So I've recently been reviewing problems and formulas for the upcoming AMC8 which I will be taking. Most of the stuff is pretty simple, but I've forgotten what formula I am able to use for this type of problem. Now I know how to deal with a few similar problems on it, but I'm not sure how to relate them back to this. The problem goes a little like this:
Suppose you have the world "BUBBLES" where you are allowed to mix the letters as you want. Each different permutation of letters counts as a distinct word if it cannot be recognized as a previous word already counted. Words do not necessarily have to match up with standard English words either, so "words" like "SULBEBB" or "BSLBEBU" are acceptable. How many four-letter permutations can be formed from the word "BUBBLES"?

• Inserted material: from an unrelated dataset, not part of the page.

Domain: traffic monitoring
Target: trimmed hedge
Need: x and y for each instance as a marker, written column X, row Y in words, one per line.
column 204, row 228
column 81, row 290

Now I already know how to deal with the problem if all letters in the world BUBBLES were unique. If we had something like ABCDEFG, all that needs to be done is $\frac{7!}{3!} = 7*6*5*4 = 840$. But the issue comes in with the $3$ letters that are the same, which in this case is the 3 Bs. Now if we had to include the $3$ Bs no matter what, I know that we can simply divide again by $6!$ as that's the amount of ways that we would have overcounted the Bs for each scenario. But the issue comes in with the fact that not all the Bs need to be included. I'm not sure how to get pass this condition, does anyone have any ideas on it? And does anyone know a formula (and the way to derive it would be nice to hear as well, if you have one) or method I could use for this type of problem (excluding brute forcing it, of course)? Or do I have to casework through it manually?
Best Answer
Let $T(n)$ denote the # of words possible, if $n$ B's are used : $n \in \{0,1,2,3\}.$
Then the total # words is $\sum_{n=1}^3 T(n)$.
$T(0) = 4!$.
$T(1) = \binom{4}{3} \times 4!$.
$T(2) = \binom{4}{2} \times 4 \times 3.$
$T(3) = \binom{4}{3} \times 4.$